Early voting speaks to the disenfranchised voter and sends the message that the system does not have to be so inflexible.

Speaking to disenfranchised voters is not exactly in the Republican playbook, but Voter ID is. And on that controversial issue, the Globe gets it right again:

Voter ID, on the other hand, is a solution looking for a problem. We don’t see that it is necessary.

The House will be taking up the issue of voter ID this week. We would challenge legislators to focus on laws that make voting easier and more efficient.

Way to go, Joplin Globe.

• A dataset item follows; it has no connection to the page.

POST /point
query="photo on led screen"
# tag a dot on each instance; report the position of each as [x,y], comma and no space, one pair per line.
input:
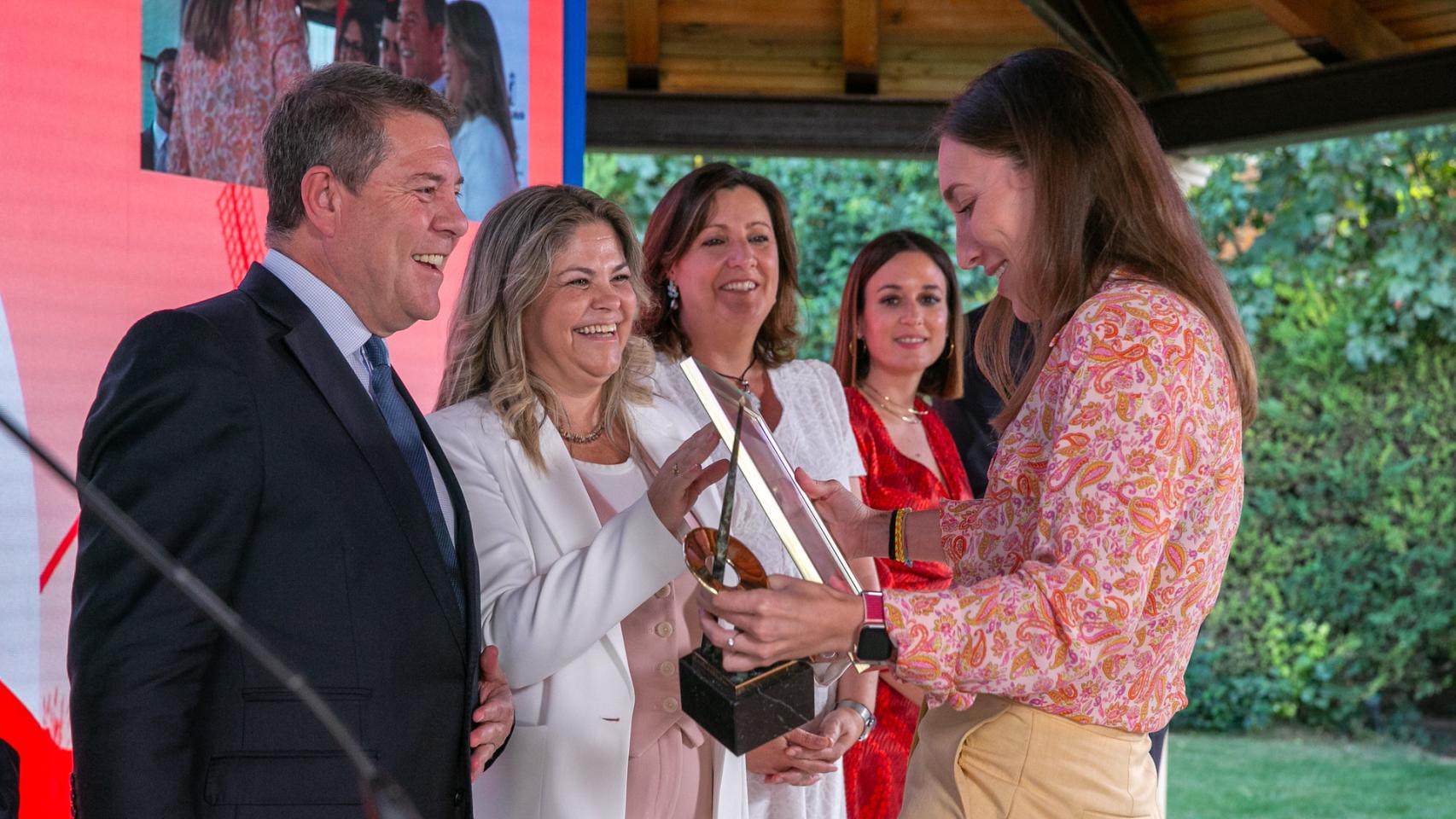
[213,68]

Here’s hoping that this is a sign the paper, after forsaking its 2008 Obama endorsement, has come back to its senses.

Guns And Planks

Look at this headline from a couple of weeks ago:

Mexico: Towns Arm Themselves For Self-Protection Against Organized Crime

From the story:

While the argument that American citizens will take up arms against its government, or create militias to patrol unsafe streets seems like something out of a science fiction novel, but Mexican citizens in small towns in Mexico are doing exactly that.

Now, we can look down our collective noses at a country in which its citizens feel the need to take the law into their own hands, but consider the following headlines from today’s news across our own country:

At least 1 shot outside Texas courthouse

Teen Who Performed At Inaugural Events Fatally Shot

Alabama school bus shooter is a survivalist with anti-government views

Police searching for suspect who shot 3, killing 1 in Arizona office building

6 wounded in shootings overnight across Chicago

And here is an outrageous headline and lede from here in Missouri:

Dan Brown, Missouri State Senator, Wants Gun Education In First Grade

A Republican state senator in Missouri has proposed legislation that would make gun safety a mandatory part of the first-grade curriculum.

And, perhaps most outrageous of all, the following story aired on NPR this morning:

Milwaukee Sheriff: ‘You Have A Duty To Protect Yourself’

A top law enforcement official in Wisconsin is urging people to arm themselves for their own protection.

Milwaukee County Sheriff David Clarke is airing a new public service announcement telling residents that due to budget cuts, calling 911 for help is no longer their best option.

I will leave you with some wisdom from Jesus of Nazareth as applied to American civilization:

How can you say to your brother, ‘Let me take the speck out of your eye,’ when all the time there is a plank in your own eye?